Regardless of whether you think #Trump is right or wrong about the #tradewar, I think we can all agree that he won't back down. So if that's the case, it's better to be on the winning end. So the real question is, how do we win it?

Gary Anderson 2 months ago Author's comment

That is the question. If he won't back down, you are saying he will humiliate China. And if he humiliates China, I don't see long term success, but a lot more volatility. JMO.

Dean Gilmore 2 months ago Member's comment

I was as surprised as you with this about face. But Isn't it possible that #Cramer is correct? Sounds like he discussed it with a number of leaders in tech and they convinced him to change his tune.
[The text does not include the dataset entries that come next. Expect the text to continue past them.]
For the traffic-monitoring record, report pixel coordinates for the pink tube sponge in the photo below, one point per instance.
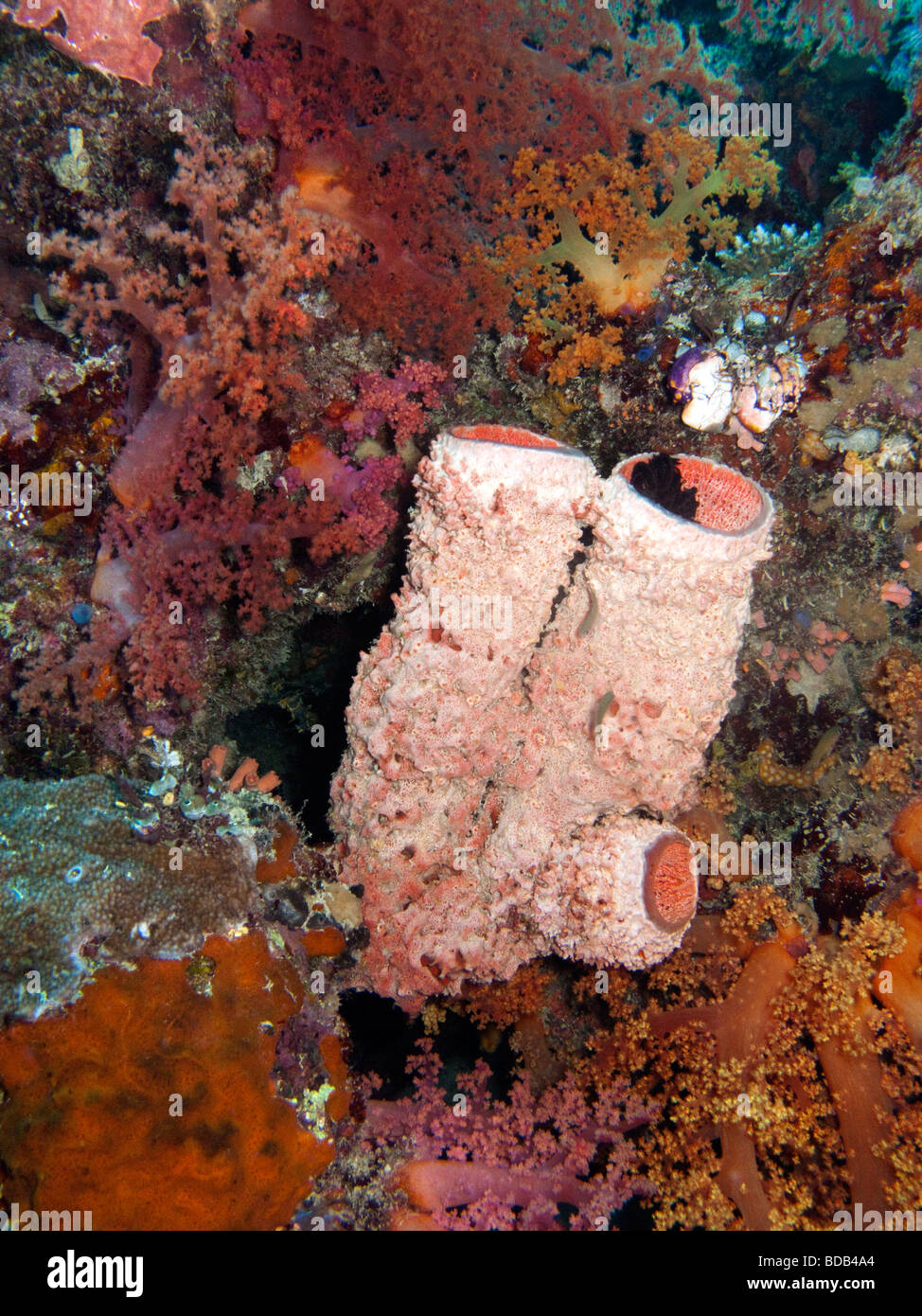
(532, 691)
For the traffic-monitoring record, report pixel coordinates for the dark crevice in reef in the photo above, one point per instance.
(659, 481)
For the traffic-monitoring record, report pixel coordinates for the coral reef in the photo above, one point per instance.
(618, 226)
(571, 705)
(151, 1103)
(105, 34)
(612, 917)
(90, 874)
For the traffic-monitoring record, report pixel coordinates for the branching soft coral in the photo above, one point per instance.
(219, 312)
(840, 27)
(401, 117)
(485, 1164)
(594, 239)
(794, 1073)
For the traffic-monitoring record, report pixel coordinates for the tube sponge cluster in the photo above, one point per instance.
(561, 653)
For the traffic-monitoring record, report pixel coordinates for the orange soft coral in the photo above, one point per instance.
(617, 226)
(151, 1102)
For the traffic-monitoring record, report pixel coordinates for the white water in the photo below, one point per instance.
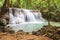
(23, 17)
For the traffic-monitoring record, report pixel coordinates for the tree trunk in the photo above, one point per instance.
(4, 8)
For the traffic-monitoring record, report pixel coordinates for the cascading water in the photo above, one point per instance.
(20, 18)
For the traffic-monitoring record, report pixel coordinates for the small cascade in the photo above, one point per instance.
(18, 16)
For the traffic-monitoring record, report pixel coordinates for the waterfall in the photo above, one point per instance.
(18, 16)
(24, 19)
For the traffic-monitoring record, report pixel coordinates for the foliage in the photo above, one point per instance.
(41, 5)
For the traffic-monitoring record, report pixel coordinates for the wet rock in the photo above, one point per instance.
(3, 22)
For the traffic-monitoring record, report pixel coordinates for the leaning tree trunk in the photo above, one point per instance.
(4, 8)
(48, 1)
But perhaps they are right.

Gary Anderson 2 months ago Author's comment

Yes, Dean, it was a surprise. If I thought he was right I would not have written the article. How would you describe the historic debacle of tariff wars with what Cramer and tech is proposing now? How is this supposed to work when free trade has clearly been the driving force for economic progress in the world? As I have always maintained, it is politics that has given globalization a bad name, not the concept of free trade. If China cannot get tech from California it has to get tech from somewhere else. And the nations mentioned have seen our politicians as jokesters.
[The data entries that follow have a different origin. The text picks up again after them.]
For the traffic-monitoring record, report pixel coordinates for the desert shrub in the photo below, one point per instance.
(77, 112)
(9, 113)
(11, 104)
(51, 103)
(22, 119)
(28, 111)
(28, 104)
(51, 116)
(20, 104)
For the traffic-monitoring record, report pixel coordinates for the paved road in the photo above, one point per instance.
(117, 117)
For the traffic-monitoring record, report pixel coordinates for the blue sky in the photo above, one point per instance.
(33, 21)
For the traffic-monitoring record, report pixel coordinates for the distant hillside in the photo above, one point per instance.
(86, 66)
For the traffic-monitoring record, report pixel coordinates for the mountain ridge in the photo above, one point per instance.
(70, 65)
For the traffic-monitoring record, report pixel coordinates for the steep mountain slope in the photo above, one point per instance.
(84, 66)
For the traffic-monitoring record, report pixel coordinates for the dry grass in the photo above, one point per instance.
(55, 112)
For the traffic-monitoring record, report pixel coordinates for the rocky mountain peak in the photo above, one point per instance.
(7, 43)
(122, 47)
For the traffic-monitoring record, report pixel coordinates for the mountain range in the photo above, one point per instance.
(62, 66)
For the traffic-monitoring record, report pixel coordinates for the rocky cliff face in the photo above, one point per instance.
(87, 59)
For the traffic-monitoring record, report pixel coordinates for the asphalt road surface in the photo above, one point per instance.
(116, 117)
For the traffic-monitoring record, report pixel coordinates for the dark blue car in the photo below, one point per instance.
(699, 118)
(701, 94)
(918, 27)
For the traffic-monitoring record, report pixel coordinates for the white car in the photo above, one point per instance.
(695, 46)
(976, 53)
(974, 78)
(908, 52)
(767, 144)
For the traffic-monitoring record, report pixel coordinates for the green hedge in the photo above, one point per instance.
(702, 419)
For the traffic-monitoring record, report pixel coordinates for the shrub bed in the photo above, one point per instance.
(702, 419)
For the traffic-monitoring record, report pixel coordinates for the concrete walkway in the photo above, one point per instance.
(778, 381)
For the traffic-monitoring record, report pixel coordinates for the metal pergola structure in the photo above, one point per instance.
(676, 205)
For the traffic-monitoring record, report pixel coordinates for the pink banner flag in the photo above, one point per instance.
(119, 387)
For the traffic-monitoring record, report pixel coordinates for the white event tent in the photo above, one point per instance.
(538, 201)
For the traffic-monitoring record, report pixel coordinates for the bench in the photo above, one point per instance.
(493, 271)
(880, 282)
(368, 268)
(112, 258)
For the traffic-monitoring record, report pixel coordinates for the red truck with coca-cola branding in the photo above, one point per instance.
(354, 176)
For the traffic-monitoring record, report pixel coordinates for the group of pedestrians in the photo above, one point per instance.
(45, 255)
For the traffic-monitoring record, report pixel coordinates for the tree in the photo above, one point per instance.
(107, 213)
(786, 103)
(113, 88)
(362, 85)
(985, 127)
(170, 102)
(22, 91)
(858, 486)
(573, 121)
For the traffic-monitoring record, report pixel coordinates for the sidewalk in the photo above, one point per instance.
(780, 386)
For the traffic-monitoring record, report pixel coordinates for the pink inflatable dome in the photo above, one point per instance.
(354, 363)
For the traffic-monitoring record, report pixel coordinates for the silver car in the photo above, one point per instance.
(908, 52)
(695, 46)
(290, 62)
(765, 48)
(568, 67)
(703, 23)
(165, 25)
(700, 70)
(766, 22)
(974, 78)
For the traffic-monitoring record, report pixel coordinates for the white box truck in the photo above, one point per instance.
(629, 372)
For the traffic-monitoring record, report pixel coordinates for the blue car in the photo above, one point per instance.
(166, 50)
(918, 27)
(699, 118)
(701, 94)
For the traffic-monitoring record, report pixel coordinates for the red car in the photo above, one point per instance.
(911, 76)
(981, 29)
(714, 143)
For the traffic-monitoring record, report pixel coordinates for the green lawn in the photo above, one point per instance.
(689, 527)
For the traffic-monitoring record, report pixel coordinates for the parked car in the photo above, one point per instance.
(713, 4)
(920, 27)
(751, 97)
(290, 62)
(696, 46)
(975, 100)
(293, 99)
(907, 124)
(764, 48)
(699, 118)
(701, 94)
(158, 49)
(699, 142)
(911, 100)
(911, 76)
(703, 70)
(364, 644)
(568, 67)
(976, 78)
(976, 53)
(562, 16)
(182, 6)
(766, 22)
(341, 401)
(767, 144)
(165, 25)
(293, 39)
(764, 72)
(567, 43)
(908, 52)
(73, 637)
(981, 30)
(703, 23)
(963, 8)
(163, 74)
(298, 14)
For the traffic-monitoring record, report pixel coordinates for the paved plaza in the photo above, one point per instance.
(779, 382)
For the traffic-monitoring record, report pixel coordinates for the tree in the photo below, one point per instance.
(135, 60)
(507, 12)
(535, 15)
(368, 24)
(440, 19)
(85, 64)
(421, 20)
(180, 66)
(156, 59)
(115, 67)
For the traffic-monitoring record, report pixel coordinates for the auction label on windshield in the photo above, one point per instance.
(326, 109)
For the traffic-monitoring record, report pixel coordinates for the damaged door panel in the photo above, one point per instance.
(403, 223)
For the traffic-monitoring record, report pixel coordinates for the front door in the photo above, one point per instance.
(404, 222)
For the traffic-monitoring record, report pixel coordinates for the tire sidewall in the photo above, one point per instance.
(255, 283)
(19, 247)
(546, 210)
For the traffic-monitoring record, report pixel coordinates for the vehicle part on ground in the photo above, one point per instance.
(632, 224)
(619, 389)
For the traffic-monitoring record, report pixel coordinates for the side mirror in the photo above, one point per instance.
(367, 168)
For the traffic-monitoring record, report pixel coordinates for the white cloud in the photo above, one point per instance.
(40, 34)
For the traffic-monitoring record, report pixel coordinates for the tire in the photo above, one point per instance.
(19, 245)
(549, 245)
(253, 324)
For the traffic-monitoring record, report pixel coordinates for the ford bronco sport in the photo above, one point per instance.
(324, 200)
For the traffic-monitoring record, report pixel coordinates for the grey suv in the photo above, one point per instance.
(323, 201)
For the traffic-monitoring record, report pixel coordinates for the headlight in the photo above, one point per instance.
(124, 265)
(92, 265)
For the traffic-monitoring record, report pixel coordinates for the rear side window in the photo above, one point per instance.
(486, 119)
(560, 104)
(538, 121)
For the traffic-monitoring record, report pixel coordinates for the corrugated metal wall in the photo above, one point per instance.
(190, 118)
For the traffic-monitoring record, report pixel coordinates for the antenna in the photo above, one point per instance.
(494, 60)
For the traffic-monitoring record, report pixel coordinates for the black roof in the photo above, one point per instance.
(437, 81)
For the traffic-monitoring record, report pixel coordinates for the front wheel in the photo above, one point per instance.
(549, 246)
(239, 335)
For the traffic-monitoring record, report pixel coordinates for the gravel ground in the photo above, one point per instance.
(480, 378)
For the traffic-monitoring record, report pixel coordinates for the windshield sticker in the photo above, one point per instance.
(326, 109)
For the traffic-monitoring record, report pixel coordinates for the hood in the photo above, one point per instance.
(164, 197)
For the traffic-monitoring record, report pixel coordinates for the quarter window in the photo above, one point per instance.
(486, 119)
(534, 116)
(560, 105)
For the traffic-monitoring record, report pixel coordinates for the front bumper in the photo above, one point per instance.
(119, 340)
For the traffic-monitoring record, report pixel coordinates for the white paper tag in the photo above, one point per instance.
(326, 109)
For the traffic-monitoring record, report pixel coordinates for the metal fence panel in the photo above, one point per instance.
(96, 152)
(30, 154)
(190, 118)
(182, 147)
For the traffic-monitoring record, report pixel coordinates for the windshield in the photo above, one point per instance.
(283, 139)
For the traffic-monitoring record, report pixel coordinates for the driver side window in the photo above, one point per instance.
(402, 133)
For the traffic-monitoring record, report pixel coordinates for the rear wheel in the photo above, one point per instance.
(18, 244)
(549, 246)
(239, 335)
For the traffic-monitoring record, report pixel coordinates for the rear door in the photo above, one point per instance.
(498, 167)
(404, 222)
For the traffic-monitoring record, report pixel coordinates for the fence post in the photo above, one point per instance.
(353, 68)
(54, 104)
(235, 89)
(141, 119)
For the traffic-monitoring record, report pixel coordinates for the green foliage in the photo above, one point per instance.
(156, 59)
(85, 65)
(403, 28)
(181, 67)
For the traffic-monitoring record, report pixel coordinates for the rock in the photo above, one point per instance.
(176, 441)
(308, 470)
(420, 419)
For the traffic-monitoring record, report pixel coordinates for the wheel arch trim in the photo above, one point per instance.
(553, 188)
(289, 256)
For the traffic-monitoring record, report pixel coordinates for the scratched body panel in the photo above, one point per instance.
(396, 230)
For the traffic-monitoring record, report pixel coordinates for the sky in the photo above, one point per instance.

Dean Gilmore 2 months ago Member's comment

"If I thought he was right I would not have written the article." Haha, that's very true.

Gary Anderson 2 months ago Author's comment

I just want to know from you why you think he is right. This is a learning process for all of us. Historically, we know where this is headed. If there is a compromise, then that seems to be out of character for Trump, although hopefully that would happen. I just don't think the IP compromise, with monitoring and continual threats to reimpose tariffs will work.
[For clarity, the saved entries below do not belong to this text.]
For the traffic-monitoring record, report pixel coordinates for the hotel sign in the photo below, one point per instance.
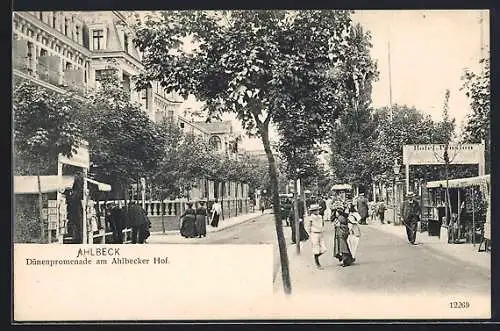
(434, 154)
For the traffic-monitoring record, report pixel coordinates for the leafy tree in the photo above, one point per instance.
(124, 144)
(44, 126)
(477, 89)
(267, 67)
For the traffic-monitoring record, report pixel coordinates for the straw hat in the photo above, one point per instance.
(314, 207)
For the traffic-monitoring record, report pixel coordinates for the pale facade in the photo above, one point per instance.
(61, 50)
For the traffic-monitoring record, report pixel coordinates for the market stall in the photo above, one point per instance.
(462, 218)
(55, 204)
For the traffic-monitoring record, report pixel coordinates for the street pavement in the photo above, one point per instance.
(386, 262)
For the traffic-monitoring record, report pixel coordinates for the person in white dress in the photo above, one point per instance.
(315, 227)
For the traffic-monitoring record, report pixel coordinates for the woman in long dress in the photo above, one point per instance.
(341, 249)
(188, 229)
(200, 220)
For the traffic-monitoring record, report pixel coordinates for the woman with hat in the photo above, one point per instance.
(188, 218)
(315, 226)
(341, 249)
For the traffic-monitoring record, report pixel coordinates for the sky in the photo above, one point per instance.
(429, 50)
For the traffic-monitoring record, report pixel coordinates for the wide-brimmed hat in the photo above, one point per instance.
(314, 207)
(352, 219)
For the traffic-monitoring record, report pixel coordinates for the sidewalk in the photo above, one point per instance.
(464, 252)
(175, 236)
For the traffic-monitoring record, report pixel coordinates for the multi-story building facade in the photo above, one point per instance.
(64, 51)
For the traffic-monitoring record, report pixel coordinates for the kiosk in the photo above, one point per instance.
(469, 209)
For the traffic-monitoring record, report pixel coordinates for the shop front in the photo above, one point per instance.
(457, 210)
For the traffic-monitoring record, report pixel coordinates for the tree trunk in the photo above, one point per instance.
(273, 176)
(40, 211)
(296, 216)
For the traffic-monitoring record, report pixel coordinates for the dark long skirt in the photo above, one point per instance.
(188, 229)
(340, 247)
(215, 220)
(302, 231)
(201, 225)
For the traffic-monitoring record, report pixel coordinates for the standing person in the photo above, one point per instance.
(328, 211)
(410, 211)
(381, 212)
(315, 226)
(303, 235)
(354, 234)
(188, 229)
(200, 220)
(138, 222)
(322, 207)
(116, 222)
(341, 249)
(216, 212)
(362, 206)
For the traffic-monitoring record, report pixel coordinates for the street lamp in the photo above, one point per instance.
(395, 169)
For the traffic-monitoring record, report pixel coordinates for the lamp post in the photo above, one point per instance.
(395, 168)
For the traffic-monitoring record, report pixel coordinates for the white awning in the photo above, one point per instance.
(29, 184)
(101, 186)
(460, 182)
(340, 187)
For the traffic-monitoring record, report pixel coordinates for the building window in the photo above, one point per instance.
(215, 143)
(125, 42)
(145, 97)
(97, 39)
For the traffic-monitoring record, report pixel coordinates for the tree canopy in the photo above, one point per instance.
(477, 89)
(124, 144)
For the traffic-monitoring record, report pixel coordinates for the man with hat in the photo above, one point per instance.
(315, 226)
(410, 212)
(362, 207)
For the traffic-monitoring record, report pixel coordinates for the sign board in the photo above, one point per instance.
(433, 154)
(80, 158)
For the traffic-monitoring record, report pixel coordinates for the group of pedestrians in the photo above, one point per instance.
(345, 219)
(194, 221)
(132, 216)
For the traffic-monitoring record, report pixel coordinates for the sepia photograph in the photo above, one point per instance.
(251, 164)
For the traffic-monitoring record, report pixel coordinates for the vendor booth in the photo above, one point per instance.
(462, 218)
(68, 215)
(342, 191)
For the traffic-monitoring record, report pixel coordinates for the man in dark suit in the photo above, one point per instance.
(138, 222)
(362, 207)
(410, 212)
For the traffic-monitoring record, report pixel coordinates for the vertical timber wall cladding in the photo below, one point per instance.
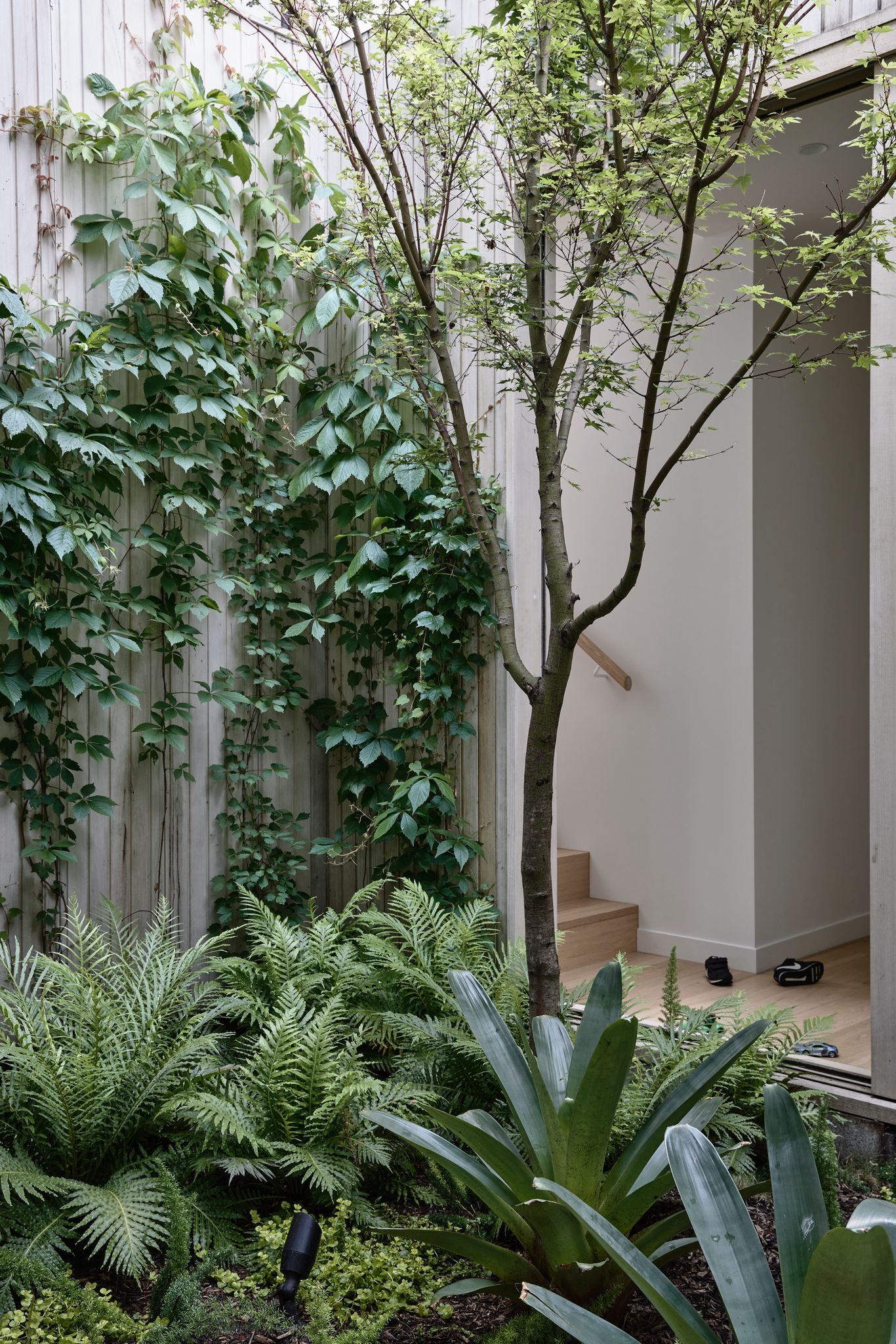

Dean Gilmore 2 months ago Member's comment

It's not that I think #Cramer is right, I just wondered if maybe, in speaking to some top tech titans, that perhaps he (or they) were privy to some info we were not.

Gary Anderson 2 months ago Author's comment

Well, Cramer did reveal part of their thinking. He said they believe China is weak, with imports and exports diving. So, it is obvious that they believe China will accept a deal. China could accept a deal to kick the can, but it will cause massive resentment in the future. Would the deal result in our interest rates exploding? What would China sell to gain cash for more purchases of US goods? And how long would that last? I wonder if anyone has even thought much about the points that Michael Ashton made, let alone the complexity of intellectual property negotiations.

Howie Sandberg 2 months ago Member's comment

I dunno, it sounds like Gary Anderson and Michael Ashton are correct to me. That even if we "win" the trade war, it will hurt us in other ways.

Gary Anderson 2 months ago Author's comment

Yes, exactly. The framework of world trade will continue, with or without us. We will get some cooperation with Europe and Canada who fear us. But Israel does not fear the USA, nor does Japan. They have to act in their best interests, which is in alignment with free trade.